A refinement of this would be to keep the head slightly turned to one side or the other while pushing the head back (retraction) as you tense.  In this specific scenario, it is helpful and good to retract the head (as I have been telling you never to do) as it is turned slightly. That’s because we are working with the spiral nature of the spine, with head turned. We should remember there are NO vertebrae in the neck, or the spine anywhere, where the vertebra slides forward and back like stacked bricks. That is why straight-ahead-backwards retraction of the head is never going to help us. No, all the joints in the body are designed to work in a spiral fashion (including the knees, but that is a another story). As you tense, pull the head backwards at that slight diagonal. Do not let head protrude forward as you tense. Repeat twelve times a day. This strongly, quickly, corrects head forward posture and can greatly alleviate Dowager’s Hump.  It works quicker than any other method. If you had to choose only one method, this is the one. When you find yourself reverting (as we all do) back to the wrong methods, gently remind yourself to do this instead.

Please note the expanded chest does not mean bending backwards from the low ribs. Look at your low ribs, halfway down your torso in the front. Do not let them go forward during this exercise. Stay straight there, with erect posture as you fill the upper lungs, with shoulders down. The skin and fascia around the upper chest get contracted with age, and with poor posture and breathing. By forcefully expanding those ribs with air in the lungs puffing the chest out – and holding and tensing like that – we are stretching that tissue, making it possible for good posture to happen easily, automatically. Otherwise that tight tissue is always pulling head forward and stooping the posture.

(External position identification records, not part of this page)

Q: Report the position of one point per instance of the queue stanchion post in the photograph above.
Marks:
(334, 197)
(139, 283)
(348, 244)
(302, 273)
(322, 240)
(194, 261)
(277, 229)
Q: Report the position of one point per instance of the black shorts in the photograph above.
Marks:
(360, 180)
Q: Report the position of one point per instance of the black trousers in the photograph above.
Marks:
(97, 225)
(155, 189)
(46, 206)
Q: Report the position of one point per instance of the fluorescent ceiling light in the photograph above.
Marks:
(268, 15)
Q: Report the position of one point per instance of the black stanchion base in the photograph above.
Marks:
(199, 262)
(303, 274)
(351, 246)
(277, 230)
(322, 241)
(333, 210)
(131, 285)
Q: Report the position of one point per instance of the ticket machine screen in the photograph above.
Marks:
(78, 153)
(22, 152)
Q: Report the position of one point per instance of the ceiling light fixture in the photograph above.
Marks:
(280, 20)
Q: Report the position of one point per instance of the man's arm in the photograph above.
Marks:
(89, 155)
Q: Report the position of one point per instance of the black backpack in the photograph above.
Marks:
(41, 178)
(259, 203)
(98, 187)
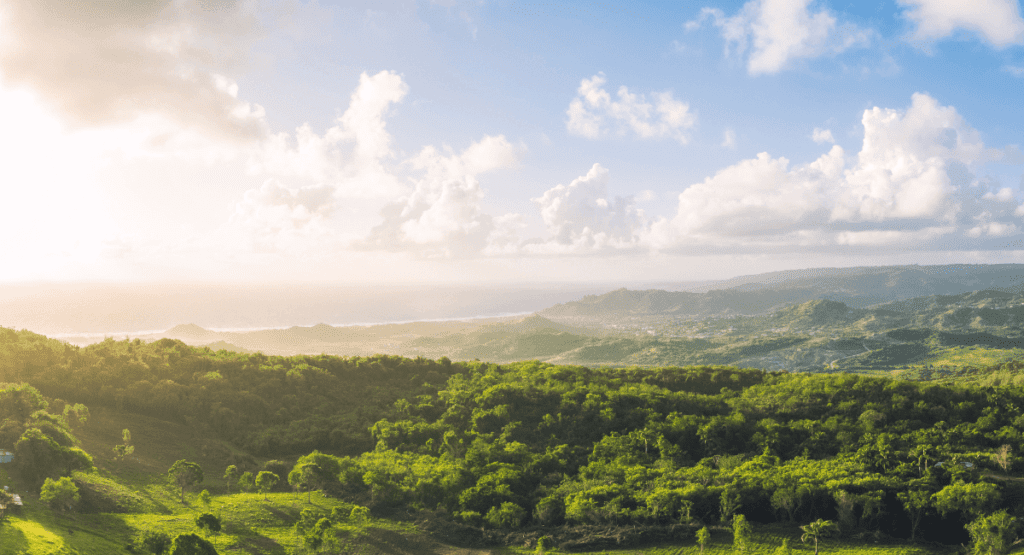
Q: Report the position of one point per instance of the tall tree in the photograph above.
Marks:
(123, 451)
(915, 503)
(816, 530)
(60, 495)
(184, 474)
(992, 535)
(740, 532)
(702, 537)
(265, 481)
(230, 476)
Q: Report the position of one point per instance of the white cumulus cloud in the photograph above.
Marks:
(593, 114)
(822, 135)
(998, 22)
(911, 183)
(582, 217)
(902, 166)
(442, 215)
(772, 33)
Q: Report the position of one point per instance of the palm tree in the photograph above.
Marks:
(815, 530)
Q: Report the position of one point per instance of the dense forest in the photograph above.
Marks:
(482, 453)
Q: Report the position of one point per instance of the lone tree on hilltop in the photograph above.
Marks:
(184, 474)
(230, 476)
(265, 481)
(59, 495)
(815, 530)
(189, 544)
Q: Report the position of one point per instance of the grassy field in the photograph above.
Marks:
(130, 497)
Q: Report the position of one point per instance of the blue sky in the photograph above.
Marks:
(505, 140)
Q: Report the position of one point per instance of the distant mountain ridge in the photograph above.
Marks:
(860, 287)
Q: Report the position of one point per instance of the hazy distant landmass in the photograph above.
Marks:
(871, 318)
(117, 310)
(752, 295)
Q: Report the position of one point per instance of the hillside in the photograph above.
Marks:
(499, 457)
(764, 293)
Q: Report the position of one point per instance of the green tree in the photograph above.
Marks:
(184, 474)
(208, 522)
(189, 544)
(5, 499)
(265, 481)
(314, 472)
(230, 476)
(916, 503)
(992, 535)
(971, 500)
(59, 495)
(247, 482)
(305, 477)
(508, 515)
(123, 451)
(702, 537)
(359, 514)
(76, 414)
(153, 542)
(740, 532)
(729, 503)
(816, 530)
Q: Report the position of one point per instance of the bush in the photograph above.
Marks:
(153, 542)
(60, 495)
(209, 522)
(189, 544)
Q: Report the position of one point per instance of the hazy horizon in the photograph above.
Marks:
(501, 141)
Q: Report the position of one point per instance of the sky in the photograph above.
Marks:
(504, 141)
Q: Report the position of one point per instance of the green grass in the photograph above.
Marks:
(133, 496)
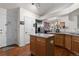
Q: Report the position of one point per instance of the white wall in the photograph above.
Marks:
(70, 23)
(3, 20)
(12, 32)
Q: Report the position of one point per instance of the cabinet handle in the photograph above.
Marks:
(51, 41)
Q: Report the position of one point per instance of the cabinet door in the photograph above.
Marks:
(33, 45)
(41, 47)
(75, 45)
(58, 51)
(59, 40)
(68, 42)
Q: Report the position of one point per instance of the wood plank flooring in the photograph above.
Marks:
(17, 51)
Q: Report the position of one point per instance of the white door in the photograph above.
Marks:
(2, 30)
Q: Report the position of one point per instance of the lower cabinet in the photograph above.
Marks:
(59, 40)
(58, 51)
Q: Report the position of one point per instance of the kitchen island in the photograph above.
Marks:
(66, 43)
(42, 44)
(55, 44)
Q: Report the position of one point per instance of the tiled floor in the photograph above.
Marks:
(16, 51)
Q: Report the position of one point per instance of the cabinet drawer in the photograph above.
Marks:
(75, 38)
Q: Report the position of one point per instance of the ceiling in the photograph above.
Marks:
(41, 11)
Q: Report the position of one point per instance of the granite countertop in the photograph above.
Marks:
(43, 35)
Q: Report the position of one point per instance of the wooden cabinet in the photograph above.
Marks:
(41, 46)
(59, 40)
(68, 41)
(75, 45)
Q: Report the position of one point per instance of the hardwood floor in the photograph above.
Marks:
(17, 51)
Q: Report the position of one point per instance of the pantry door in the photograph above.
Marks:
(2, 30)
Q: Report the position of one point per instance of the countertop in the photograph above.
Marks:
(43, 35)
(68, 33)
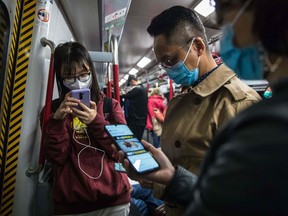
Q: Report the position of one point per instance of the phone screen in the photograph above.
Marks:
(118, 167)
(141, 160)
(83, 95)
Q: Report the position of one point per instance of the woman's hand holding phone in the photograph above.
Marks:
(87, 114)
(66, 107)
(163, 175)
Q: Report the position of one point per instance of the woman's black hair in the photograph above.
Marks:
(66, 57)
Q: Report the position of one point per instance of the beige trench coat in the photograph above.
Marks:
(194, 117)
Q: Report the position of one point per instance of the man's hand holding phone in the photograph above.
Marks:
(163, 175)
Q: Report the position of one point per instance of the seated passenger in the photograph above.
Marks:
(75, 142)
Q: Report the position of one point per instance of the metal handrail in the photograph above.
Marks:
(47, 109)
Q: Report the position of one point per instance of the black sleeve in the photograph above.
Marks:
(180, 189)
(247, 174)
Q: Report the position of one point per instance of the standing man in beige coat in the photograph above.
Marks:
(214, 94)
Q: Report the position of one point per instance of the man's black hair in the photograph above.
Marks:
(179, 25)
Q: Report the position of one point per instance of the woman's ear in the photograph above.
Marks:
(199, 46)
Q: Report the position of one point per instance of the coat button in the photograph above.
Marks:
(177, 144)
(197, 101)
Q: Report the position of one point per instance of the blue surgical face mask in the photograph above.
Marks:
(181, 74)
(246, 62)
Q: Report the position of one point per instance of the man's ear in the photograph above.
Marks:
(199, 46)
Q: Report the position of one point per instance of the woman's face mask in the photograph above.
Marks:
(181, 74)
(246, 62)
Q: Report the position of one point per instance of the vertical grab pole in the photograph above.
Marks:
(47, 108)
(114, 45)
(171, 88)
(49, 94)
(109, 84)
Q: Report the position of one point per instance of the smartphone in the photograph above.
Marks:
(83, 95)
(118, 167)
(140, 159)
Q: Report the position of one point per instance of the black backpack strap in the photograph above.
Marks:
(107, 106)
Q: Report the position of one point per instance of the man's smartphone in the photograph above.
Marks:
(83, 95)
(140, 159)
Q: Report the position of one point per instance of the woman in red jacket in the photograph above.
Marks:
(156, 109)
(84, 179)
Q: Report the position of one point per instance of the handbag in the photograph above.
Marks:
(157, 126)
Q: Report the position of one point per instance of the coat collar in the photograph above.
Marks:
(213, 82)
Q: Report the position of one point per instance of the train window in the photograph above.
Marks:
(4, 39)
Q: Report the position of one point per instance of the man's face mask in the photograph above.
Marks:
(78, 82)
(245, 62)
(181, 74)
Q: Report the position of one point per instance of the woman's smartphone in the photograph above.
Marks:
(118, 167)
(83, 95)
(140, 159)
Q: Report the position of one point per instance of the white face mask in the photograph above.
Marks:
(78, 84)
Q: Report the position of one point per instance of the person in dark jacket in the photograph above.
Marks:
(135, 106)
(84, 180)
(245, 171)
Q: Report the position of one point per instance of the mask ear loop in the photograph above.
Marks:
(240, 12)
(188, 50)
(88, 146)
(272, 67)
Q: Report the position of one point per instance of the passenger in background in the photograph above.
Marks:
(214, 94)
(135, 106)
(155, 105)
(84, 182)
(245, 172)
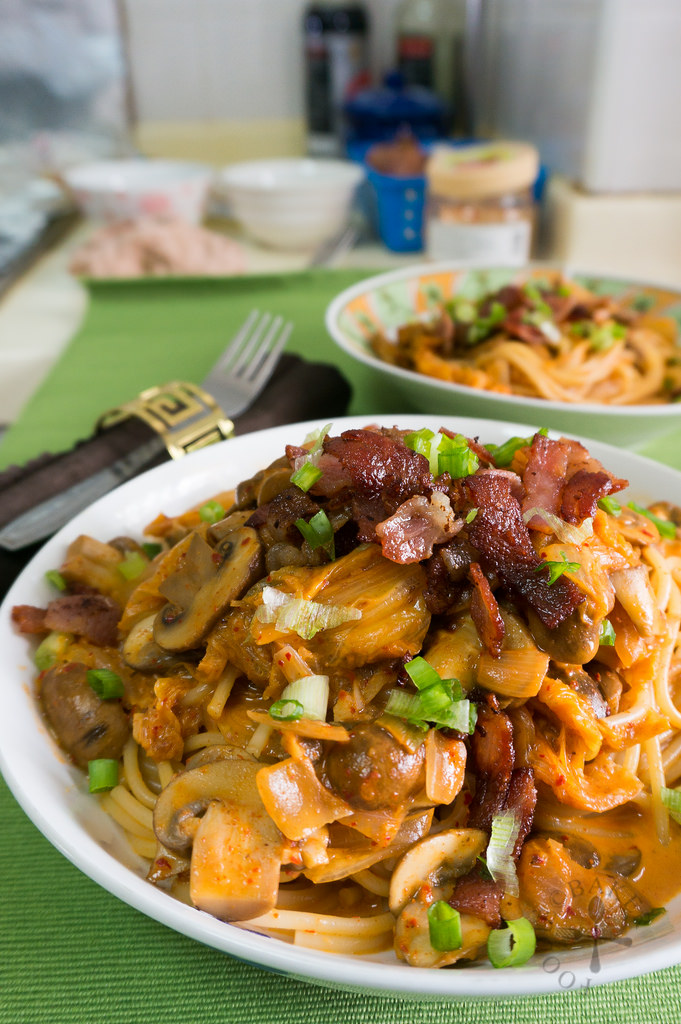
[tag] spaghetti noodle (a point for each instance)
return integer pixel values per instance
(428, 681)
(549, 339)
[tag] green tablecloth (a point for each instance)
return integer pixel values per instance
(70, 952)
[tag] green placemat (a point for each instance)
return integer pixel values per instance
(138, 334)
(70, 952)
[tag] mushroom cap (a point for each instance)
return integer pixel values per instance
(187, 796)
(203, 589)
(236, 862)
(435, 858)
(216, 810)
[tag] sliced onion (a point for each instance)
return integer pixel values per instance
(563, 530)
(301, 616)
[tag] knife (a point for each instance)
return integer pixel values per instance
(38, 499)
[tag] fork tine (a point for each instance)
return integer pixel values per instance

When you finish your six repetitions, sit quietly and enjoy your new posture. Let your belly and abdomen relax normally, do not keep pulling them up, as some people do. Yes, we need some abdominal tonus, but not too much, and this tonus should come naturally, without our conscious help. When we deliberately tense our belly, as in drawing up our gut out of vanity (“flat abs” we think) we sabotage our gut-sense intuition, and we are practicing anxiety, poor breathing and we freeze the natural coordination of belly and low back. There is nothing worse for good posture than this. Flat abs comes from good diet, exercise, and colon cleansing, etc., not from neurotically tensing the belly 24/7. That has to go.